In order execution and Xbox360 cpu

ralexand · May 31, 2005

Wow, I had completely forgot about the Itanium. Whatever happened to that chip?

Panajev2001a · May 31, 2005

N00b said:
MfA said:

Even ignoring SMT, with narrow issue width and prepare to branch instructions I dont think OOOE would add much with a decent architecture optimized compiler ... unfortunately such compilers are mythical beasts.

Click to expand...

You mean like Intel and HP said that Itanium would be such a simple and easy design because the compiler would be able to do all the optimizing.

... and then ended up with a 3rd level cache?

A couple of years ago I read an article about the Itanium. I barely remember it but what I remember is that they concluded that it is A BAD THING(tm) to rely on the compiler to keep the functional units of your processor busy. For the first generation Itanium reading data from main memory took about 50-100 clock cycles. So, they calculated, the compiler had to look ahead at least 300 clock cycles to feed all functional units. Pretty though, but somehow manageable. For the second generation Itanium with it's increased clock speed the compiler would have to look ahead *several thousand* clock cycles. That's simply not feasible. Of course the Itanium didn't live up to it's theoretical performance. For the 3rd generation of Itanium Intel bolted on the huge 3rd-level cache (among other things) to get decent performance out of it.

DECENT ?

Itanium 2 is quite toe-to-toe with its friend POWER4+/POWER5 and you have not seen IPF's third generation yet.

Itanium 2 is a 6-way processor with static schedulers (in-order) and it seems no slouch in SPECInt.

Till they can keep fabbing (lots of SRAM on chip buys you nice redundancy) 440+ mm^2 monsters for about $140 a chip, they are in business to do lots of good

.

Gubbi · May 31, 2005

Fox5 said:
Alstrong said:

Fox5 said:

And the Pentium M does niether, yet can beat both the P4 and Itanium! Well, in a few areas anyhow, I believe it loses badly in most.

Click to expand...

It was interesting that Clock for clock it can match the Athlon 64s.

http://www.tomshardware.com/cpu/20050525/pentium4-10.html

Click to expand...

Well, I believe it has a heck of a lot more transistors and die size than the athlon 64s.

Well, it has more transistors, but most of these are in the 2MB level 2 cache.
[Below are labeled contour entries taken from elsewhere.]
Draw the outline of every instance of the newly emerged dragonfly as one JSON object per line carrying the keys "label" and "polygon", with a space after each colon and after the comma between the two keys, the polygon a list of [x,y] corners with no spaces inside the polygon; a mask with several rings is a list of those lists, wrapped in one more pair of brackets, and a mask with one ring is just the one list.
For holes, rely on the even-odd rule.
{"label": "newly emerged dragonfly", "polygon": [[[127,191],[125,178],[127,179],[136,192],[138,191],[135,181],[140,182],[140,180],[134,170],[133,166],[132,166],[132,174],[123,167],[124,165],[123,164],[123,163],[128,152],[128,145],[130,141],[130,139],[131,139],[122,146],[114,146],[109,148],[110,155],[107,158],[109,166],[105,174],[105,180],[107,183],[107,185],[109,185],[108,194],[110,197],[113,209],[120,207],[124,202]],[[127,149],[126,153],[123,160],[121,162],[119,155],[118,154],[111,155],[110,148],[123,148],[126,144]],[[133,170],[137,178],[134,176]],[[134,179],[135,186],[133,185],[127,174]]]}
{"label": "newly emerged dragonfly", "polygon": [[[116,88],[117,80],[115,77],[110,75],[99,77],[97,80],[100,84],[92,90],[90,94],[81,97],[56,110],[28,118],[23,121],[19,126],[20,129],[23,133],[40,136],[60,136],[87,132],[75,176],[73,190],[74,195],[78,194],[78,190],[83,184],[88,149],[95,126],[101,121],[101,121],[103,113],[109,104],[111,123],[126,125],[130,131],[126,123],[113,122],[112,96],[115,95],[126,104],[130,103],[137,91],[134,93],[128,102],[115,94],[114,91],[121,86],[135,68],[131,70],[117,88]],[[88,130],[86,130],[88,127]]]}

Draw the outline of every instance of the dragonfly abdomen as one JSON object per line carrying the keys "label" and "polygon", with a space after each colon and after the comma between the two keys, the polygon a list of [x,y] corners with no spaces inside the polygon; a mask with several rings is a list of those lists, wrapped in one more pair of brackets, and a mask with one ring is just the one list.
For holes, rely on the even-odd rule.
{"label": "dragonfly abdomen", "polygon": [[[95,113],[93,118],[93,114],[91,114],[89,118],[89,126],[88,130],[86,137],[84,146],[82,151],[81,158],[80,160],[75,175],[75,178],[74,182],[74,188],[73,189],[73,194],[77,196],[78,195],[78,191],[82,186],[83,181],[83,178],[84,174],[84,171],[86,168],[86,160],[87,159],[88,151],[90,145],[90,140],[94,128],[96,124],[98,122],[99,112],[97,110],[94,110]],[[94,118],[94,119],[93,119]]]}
Die size for Dothan is 83.6mm^2, which is smaller than A64s & P4s, all in 90nm

Cheers
Gubbi

Panajev2001a · May 31, 2005

ralexand said:
Wow, I had completely forgot about the Itanium. Whatever happened to that chip?

It is included in the 2nd fastest Super-computer on Earth

.

http://www.top500.org/lists/2004/11/

Fox5 · May 31, 2005

Panajev2001a said:
N00b said:

Gubbi said:

But how much more complex does a OOOE CPU have to be?

The PPRO used 10% of the die area for the reorder buffer and schedulers. If it buys you more than 10% performance it's a win.

Cheers
Gubbi

Click to expand...

Exactly. And since the number of transistors used for out-of-order functionality remains more or less constant or just grows moderately between processor generations while the total number of transistors grows sign significantly, it gets cheaper every generation.

Click to expand...

Which is why Intel worked so long on a new architecture (IA-64) and put the two best CPU teams in the world (ex-EV7 and ex-EV8 guys) to work on the this new architecture, the IPF line .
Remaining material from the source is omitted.